“No. Not at all,” Sherman Alexie said in response to Bill Moyers’ question as to whether writing has a healing effect on the writer. The question was about Alexie, personally, and he spoke only for himself. Alexie went on to say that he had been healed by the words of other writers but never by his own (you can see the full interview here). I am in no position to speak for writers in general, but I suspect that many can identify; however, I will also only speak for myself. Before I began to write daily I had the romantic notion that writing was a salve. I’ve since learned, in my case, it is more of a compulsion—perhaps even a bad habit, as I suggested in my last post. It offers nothing in the way of healing or comfort—sometimes a sense of satisfaction, but also, just as often (sometimes more often), dissatisfaction. This is a recent realization for me, and I’ve been considering, if it is not writing, what my source of healing is or could be. It is, of course, the river.
I grew up with a river for a backyard, listening to its burble as I fell asleep at nights, and there are not many places you can go in the mountains of Western North Carolina where you are more than ten minutes from a river or creek. I spent my childhood wading, swimming, and tubing in those rivers. I should say upfront, though, that I’m not a “hardcore boater.” I didn’t start guiding rafts until about five years ago, and I began kayaking only three years ago. Because I came to whitewater a little later in life, I missed that window of bachelorhood in my late teens and early twenties when so many boaters are hitting the water almost daily.

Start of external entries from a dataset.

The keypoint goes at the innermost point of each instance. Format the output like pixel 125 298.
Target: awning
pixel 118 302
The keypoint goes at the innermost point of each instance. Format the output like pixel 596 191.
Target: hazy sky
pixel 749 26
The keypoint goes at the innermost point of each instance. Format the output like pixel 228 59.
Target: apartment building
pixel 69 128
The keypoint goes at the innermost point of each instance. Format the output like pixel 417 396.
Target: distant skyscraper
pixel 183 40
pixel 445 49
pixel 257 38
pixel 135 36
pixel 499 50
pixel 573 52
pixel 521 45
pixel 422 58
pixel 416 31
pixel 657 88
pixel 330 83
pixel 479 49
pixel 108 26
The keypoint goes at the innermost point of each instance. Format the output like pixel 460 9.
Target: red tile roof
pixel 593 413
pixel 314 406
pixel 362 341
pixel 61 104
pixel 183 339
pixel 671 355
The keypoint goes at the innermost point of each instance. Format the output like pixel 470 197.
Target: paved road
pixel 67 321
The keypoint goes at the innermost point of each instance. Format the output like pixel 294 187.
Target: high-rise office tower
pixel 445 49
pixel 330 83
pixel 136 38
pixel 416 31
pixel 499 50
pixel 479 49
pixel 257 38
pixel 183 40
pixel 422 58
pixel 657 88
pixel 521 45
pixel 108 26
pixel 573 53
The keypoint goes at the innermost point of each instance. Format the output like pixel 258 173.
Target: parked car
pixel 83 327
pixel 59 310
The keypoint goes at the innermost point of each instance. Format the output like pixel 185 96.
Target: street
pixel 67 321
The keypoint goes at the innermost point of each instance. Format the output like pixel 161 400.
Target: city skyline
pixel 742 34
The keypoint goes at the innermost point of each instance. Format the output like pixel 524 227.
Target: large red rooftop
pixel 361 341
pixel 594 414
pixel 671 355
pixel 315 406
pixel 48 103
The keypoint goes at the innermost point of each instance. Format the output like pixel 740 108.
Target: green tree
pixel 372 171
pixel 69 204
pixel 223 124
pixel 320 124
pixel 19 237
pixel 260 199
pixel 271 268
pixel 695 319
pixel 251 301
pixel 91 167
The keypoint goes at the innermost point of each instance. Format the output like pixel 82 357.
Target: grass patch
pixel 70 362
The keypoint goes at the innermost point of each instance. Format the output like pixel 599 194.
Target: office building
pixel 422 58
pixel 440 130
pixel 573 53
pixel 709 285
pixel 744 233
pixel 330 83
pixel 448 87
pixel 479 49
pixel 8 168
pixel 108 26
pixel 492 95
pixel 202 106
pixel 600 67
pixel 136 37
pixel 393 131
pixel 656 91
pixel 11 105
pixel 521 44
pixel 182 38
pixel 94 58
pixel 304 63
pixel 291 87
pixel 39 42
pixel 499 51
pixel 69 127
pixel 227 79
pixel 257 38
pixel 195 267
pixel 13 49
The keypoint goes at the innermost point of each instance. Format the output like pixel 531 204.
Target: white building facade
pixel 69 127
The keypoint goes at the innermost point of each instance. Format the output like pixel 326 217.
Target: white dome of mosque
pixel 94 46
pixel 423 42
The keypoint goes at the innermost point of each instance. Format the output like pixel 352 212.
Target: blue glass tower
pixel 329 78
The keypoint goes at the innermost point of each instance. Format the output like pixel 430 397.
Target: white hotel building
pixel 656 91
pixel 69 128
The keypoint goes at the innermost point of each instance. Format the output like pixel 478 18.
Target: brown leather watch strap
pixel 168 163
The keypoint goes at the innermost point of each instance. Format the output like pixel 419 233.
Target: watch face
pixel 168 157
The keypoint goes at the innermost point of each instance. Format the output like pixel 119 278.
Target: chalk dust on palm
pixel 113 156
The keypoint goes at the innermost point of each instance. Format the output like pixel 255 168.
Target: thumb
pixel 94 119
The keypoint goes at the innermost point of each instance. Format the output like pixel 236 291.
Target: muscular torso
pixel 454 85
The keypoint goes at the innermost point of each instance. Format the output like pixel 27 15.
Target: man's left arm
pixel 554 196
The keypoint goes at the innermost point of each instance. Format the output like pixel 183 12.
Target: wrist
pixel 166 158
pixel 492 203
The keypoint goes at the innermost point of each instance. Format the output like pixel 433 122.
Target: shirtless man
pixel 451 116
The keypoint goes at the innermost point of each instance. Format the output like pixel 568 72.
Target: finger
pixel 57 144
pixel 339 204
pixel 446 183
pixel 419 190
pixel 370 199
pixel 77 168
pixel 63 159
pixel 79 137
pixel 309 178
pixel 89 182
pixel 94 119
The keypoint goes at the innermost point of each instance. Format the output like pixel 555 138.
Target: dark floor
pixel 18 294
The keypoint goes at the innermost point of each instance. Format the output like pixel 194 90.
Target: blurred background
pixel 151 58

But I have always known the rivers and needed them, and it’s during those summer months of raft guiding on the Nantahala River, when I’m done being a teacher for a short time and am on the water nearly everyday, when I am most content and at peace.

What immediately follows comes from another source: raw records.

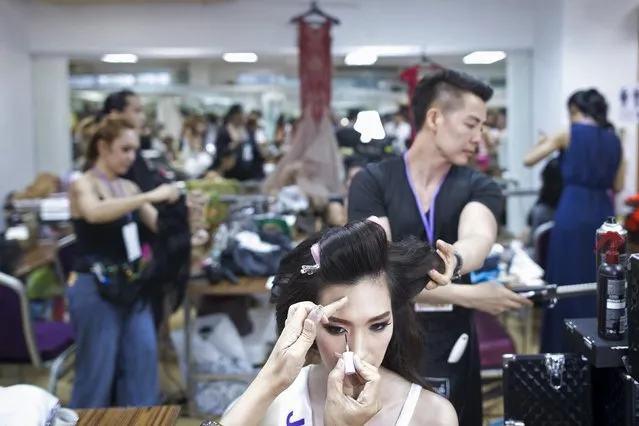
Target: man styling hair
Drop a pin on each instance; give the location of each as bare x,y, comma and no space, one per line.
431,193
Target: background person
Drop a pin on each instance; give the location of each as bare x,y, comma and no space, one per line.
116,358
430,193
591,165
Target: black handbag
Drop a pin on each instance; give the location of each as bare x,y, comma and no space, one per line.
118,284
547,389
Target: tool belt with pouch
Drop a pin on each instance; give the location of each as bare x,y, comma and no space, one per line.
117,283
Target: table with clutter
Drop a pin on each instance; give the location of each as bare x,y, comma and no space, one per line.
165,415
232,258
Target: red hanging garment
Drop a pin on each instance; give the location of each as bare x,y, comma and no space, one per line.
315,67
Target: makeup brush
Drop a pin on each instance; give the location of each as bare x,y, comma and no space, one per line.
349,364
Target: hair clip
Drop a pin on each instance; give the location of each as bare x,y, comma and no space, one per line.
311,269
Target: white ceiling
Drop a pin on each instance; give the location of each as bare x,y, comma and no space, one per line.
287,65
89,2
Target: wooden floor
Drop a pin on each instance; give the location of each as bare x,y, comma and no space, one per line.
171,378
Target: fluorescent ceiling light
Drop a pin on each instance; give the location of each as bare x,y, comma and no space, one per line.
120,58
484,57
361,57
240,57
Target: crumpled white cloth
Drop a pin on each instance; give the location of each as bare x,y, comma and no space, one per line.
26,405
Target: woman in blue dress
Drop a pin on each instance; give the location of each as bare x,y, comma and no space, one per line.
592,165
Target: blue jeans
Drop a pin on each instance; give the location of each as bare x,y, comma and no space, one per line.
116,361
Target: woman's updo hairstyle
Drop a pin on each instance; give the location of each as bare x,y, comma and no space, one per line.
108,130
347,255
592,104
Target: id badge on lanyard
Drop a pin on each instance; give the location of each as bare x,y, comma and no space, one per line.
429,226
130,233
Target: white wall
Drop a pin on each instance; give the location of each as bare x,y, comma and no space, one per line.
191,30
17,163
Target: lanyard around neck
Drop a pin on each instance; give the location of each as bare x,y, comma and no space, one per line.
120,190
428,222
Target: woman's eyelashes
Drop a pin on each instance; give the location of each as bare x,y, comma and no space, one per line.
337,330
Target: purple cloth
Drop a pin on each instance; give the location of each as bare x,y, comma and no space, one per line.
494,341
52,338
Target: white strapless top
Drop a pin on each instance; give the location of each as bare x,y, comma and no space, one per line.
294,404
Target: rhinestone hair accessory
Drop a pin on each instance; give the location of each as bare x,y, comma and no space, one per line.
311,269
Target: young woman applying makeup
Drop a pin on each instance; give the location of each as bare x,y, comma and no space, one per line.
366,285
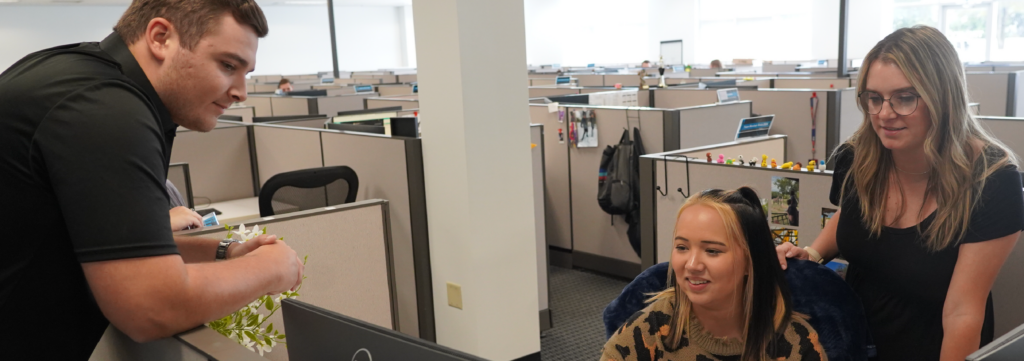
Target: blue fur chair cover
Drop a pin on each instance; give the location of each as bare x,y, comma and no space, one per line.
835,310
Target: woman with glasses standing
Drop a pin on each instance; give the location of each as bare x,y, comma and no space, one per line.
931,204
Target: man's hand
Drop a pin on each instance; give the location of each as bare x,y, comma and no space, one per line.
239,250
182,218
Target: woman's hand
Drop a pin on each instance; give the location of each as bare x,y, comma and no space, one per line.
182,218
787,251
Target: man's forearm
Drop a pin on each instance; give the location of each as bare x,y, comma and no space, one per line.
197,250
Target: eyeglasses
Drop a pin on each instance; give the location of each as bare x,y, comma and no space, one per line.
903,103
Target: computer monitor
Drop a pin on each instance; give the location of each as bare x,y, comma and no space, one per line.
363,128
728,95
755,127
178,174
315,333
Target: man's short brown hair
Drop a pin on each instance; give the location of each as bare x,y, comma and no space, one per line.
193,18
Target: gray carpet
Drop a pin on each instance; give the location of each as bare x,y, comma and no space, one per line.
577,301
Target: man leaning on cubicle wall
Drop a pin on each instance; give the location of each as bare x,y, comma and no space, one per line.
86,132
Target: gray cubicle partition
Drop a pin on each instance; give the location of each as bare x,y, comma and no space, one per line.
349,271
389,169
658,212
837,117
220,162
407,102
998,93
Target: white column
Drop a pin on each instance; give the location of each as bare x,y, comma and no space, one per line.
472,74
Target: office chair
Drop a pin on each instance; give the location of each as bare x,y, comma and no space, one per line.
834,308
307,189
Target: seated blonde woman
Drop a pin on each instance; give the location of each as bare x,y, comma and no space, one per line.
728,298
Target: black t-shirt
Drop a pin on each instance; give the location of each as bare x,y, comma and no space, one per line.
901,284
85,142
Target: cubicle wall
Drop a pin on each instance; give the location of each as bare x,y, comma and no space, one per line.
837,116
998,93
372,103
349,271
658,213
389,169
220,162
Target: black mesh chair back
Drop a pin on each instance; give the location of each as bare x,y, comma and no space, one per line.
307,189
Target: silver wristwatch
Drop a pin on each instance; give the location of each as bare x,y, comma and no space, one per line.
222,249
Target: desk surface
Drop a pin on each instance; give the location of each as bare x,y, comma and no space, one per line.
233,212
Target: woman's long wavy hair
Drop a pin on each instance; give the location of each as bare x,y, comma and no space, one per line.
767,309
957,171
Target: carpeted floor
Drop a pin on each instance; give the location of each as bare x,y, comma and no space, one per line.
577,300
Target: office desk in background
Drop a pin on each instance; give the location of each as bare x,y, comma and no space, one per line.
232,212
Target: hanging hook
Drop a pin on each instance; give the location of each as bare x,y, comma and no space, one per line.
665,162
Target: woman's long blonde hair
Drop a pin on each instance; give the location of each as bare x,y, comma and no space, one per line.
766,300
957,171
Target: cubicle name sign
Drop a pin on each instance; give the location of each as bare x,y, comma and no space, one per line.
754,127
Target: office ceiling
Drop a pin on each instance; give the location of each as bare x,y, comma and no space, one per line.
261,2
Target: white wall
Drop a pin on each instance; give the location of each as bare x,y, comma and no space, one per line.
369,37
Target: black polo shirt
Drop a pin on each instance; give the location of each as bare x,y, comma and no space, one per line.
85,142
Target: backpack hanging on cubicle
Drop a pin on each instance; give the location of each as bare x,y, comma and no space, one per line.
619,191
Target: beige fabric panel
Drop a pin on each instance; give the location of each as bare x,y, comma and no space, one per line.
711,124
380,163
1010,131
537,156
330,105
814,188
627,80
261,105
592,228
773,146
379,102
407,78
675,98
793,118
590,80
538,92
808,83
989,89
850,116
557,213
390,90
288,105
247,113
283,149
218,163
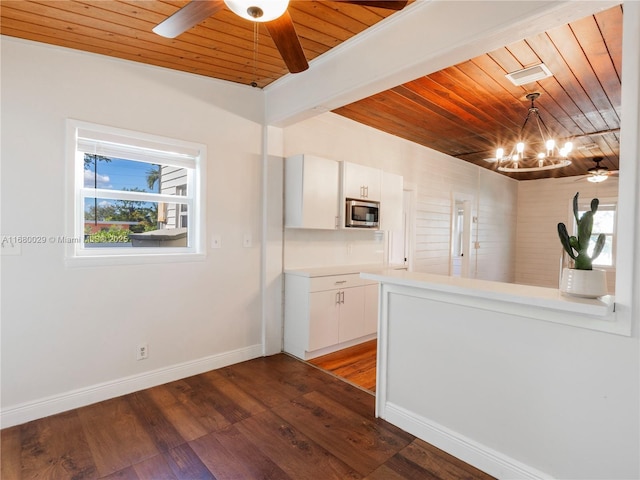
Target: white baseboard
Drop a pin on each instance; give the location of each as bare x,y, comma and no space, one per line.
25,412
484,458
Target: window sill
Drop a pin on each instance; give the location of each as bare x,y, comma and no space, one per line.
139,259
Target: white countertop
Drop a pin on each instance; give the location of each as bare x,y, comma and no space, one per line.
526,295
342,270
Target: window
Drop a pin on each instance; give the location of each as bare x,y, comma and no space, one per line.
134,194
604,221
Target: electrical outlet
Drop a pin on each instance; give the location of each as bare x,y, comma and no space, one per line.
142,351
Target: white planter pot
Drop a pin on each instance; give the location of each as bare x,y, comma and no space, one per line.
584,283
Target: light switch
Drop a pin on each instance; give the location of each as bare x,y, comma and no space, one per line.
246,240
10,246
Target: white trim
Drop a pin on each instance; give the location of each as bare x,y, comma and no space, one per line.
476,454
25,412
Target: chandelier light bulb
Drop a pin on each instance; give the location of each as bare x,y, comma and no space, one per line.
543,152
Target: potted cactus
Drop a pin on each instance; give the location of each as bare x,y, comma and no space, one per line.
582,280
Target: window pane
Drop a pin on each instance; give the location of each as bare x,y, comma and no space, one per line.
605,259
127,223
118,174
603,221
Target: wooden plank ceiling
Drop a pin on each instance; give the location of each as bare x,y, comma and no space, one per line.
470,109
224,46
466,110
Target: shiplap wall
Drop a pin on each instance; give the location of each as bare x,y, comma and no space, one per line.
541,205
436,180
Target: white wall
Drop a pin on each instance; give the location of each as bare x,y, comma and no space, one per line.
435,177
515,396
67,329
542,204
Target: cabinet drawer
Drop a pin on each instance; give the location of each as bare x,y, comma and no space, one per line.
333,282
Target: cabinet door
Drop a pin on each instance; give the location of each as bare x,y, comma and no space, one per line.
360,182
370,309
324,309
312,189
351,313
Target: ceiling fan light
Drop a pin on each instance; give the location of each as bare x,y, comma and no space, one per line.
597,178
258,10
550,144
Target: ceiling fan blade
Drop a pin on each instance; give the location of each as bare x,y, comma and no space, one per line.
388,4
286,39
188,16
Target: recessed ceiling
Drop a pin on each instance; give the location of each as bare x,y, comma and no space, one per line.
223,46
470,109
465,111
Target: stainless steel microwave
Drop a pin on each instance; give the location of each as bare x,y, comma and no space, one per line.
359,214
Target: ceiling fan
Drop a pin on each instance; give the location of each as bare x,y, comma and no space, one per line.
598,173
273,13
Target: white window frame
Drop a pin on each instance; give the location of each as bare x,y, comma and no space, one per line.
584,205
143,147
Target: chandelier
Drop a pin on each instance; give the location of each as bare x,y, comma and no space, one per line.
540,152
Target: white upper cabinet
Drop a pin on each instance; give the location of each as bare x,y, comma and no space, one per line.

Save human tragedy, which I have yet to experience in that setting, there is never a bad day on the river. When I’m there I never wish to be somewhere else or to be doing something else. On the best days, the sun is high and the Nantahala glows in tones of gold, amber, and copper—never blue. On the worst days, when the rain is falling hard, the river is still beautiful, perhaps more so. The water turns dark and gray, and it huffs up a mist of fog so thick that you can believe, if you like, that you are the only boat on the water. Regardless of the river’s climate, when I’m there so is my mind—just above and beneath the water’s surface, ahead and around the river’s bend. The trip from top to river’s-end is a balance between quiet, calm thoughtfulness and quick, adrenaline laced focus. There has never been a time on the river, and I don’t suspect there will be, when I have said, “I would rather not be here.”
For me, writing does not heal. But the river does. And because of that—it must be because of that—the river almost always finds its way into my work. Sometimes it is featured heavily, becoming almost a character. Other times it may just simply be a flash of scenery. It is a motif I cannot get away from in my writing, and I don’t want to. Writing makes you crazy—or perhaps it is a symptom. Maybe both? Though that voice of unsettled discontent and dissatisfaction is crucial for meaningful poetry and storytelling, that voice must also be hushed and comforted at times. As I said, I can only speak for myself on this, but If I were to give any advice to other writers who may feel as I do, it would be: find something. Find your river.